“Power” executive producer and co-star Curtis “50 Cent” Jackson took to Instagram Saturday to slam AT&T as talks between the cable and telecom provider and his show’s premium cable channel Starz hit a standstill. The stalled negotiations could threaten to make the predominantly African-American-cast drama unavailable to U-Verse customers as soon as next week.
“Man Im sorry I have to say this, but AT&T is racist they have had issues in the past and here we go again,” Jackson wrote on Instagram. “500,000 homes will not be able to view the next episode of POWER. #EFFENVODKA #FRIGO #SMSAUDIO”
Jackson posted several more times about the subject, the last post featuring the Comcast and Time Warner Cable logos and urging AT&T customers to switch providers. “If your a fan of POWER and you have AT&T as a cable carrier, you will no longer see it,” he wrote. “Switch to Anything but AT&T #EFFENVODKA #FRIGO #SMSAUDIO”
Starz first became available on AT&T in 2006, and touts itself to be the second most subscribed to premium cable service behind HBO (and ahead of Showtime).
“Starz is in ongoing negotiations with AT&T U-verse to continue distributing its 30 Starz and Encors channels and services at a fair and reasonable rate,” a network spokesperson said in a statement, “Without a new agreement, the millions of AT&T customers who have chosen to subscribe and pay for Starz and Encore will be at risk of losing these channels and the popular original programming like ‘Power’ and ‘Outlander,’ as well as thousands of movies. Starz has enjoyed a strong and mutually beneficial relationship with AT&T until now. We are hopeful AT&T will negotiate in good faith and that we will reach a fair agreement that allows its customers to continue to get great entertainment at a good value.”
AT&T responded to Jackson’s posts with its own written statement: “Starz and their paid talent can spin up whatever they like, but the bottom line is we’re NOT going to negotiate a deal that is bad for customers. In these negotiations, our customers are all that matter to us.”
“Power” is one of several Starz original series targeting audiences that the network believes have been traditionally underserved by premium cable.

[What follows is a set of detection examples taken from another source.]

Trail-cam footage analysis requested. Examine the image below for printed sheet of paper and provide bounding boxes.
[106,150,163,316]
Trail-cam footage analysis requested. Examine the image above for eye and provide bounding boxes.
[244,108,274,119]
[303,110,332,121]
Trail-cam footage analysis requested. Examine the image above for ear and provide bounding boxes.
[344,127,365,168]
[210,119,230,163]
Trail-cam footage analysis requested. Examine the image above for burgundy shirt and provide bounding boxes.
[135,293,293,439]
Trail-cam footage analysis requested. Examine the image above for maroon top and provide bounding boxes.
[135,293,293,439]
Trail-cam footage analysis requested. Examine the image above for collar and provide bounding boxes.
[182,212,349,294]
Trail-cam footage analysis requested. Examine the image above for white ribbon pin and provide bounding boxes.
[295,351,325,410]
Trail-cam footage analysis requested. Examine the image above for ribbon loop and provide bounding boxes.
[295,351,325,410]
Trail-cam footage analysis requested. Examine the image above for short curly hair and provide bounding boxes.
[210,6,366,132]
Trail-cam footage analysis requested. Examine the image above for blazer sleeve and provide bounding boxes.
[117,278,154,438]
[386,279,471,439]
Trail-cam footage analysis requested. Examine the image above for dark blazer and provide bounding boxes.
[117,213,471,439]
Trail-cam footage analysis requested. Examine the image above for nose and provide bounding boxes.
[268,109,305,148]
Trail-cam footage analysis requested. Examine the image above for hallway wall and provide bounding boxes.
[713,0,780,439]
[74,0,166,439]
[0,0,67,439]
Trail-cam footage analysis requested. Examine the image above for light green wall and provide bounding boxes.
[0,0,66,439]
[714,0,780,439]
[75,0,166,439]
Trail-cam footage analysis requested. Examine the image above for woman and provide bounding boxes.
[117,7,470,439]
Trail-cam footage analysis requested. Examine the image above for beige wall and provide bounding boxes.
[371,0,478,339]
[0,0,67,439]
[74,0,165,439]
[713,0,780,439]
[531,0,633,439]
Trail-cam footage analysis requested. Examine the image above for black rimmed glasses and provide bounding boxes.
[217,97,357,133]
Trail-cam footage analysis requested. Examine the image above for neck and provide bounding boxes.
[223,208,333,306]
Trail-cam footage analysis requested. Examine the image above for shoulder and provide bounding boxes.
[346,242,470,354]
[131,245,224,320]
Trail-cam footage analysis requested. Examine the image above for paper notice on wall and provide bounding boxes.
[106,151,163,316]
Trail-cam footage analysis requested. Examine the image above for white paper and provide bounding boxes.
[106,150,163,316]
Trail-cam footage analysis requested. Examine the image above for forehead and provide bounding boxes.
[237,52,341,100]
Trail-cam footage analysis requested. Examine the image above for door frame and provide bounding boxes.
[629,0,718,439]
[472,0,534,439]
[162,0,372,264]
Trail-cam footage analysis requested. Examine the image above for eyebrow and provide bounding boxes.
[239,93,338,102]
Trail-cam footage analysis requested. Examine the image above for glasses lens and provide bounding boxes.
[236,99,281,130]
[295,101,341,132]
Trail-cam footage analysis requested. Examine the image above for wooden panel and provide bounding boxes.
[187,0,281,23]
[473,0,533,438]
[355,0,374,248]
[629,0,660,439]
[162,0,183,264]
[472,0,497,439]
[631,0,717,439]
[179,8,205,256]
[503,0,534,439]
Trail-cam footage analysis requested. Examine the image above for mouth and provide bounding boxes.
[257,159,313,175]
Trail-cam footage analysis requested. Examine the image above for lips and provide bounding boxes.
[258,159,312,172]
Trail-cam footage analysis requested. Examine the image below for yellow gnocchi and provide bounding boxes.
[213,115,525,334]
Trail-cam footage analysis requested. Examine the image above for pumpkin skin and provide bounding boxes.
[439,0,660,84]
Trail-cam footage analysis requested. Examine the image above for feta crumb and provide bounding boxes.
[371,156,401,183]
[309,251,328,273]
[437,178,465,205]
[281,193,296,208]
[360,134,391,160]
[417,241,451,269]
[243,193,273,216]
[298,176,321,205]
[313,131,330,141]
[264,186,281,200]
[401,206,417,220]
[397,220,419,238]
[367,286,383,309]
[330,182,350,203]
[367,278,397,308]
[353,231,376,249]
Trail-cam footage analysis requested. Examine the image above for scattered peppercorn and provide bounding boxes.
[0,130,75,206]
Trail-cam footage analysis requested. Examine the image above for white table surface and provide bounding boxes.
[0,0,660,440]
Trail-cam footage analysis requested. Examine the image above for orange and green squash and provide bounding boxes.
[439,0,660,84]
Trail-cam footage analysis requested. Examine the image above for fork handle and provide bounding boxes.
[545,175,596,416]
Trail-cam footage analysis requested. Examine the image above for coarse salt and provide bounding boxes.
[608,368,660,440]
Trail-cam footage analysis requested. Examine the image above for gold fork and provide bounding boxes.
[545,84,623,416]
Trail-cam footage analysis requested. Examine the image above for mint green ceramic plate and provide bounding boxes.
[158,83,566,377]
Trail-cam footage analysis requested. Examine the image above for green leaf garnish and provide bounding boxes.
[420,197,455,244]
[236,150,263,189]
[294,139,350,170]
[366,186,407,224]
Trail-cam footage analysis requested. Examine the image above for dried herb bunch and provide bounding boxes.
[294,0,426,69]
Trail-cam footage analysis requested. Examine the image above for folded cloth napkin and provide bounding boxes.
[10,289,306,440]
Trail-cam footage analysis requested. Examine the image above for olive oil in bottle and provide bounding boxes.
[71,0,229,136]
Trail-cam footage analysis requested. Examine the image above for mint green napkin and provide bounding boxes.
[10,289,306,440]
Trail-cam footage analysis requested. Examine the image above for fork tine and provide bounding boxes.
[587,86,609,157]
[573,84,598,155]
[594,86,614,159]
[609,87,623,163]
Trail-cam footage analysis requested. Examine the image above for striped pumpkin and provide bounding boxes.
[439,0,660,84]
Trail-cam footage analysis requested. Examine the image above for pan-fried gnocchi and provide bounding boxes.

“When I look at ‘Power,’ I say, ‘Okay, those faces aren’t on TV,'” Starz CEO Chris Albrecht said at TCA simmer press tour in July, 2014. “The sort of not so surprising secret is that, historically in television we know that white people don’t watch shows that don’t have a lot of characters, that don’t have a lot of white faces in them.”
Jackson spoke with TheWrap earlier this week for an episode of “Drinking With the Stars,” in which he talked about another Afrifcan-American-led drama, “Empire.” Jackson has complained in the past that “Empire” ripped off elements of the marketing campaign for “Power.” But he told TheWrap that he would like to see “Empire” star Taraji P. Henson recognized with a Primetime Emmy Award win for best drama actress following her nomination Thursday.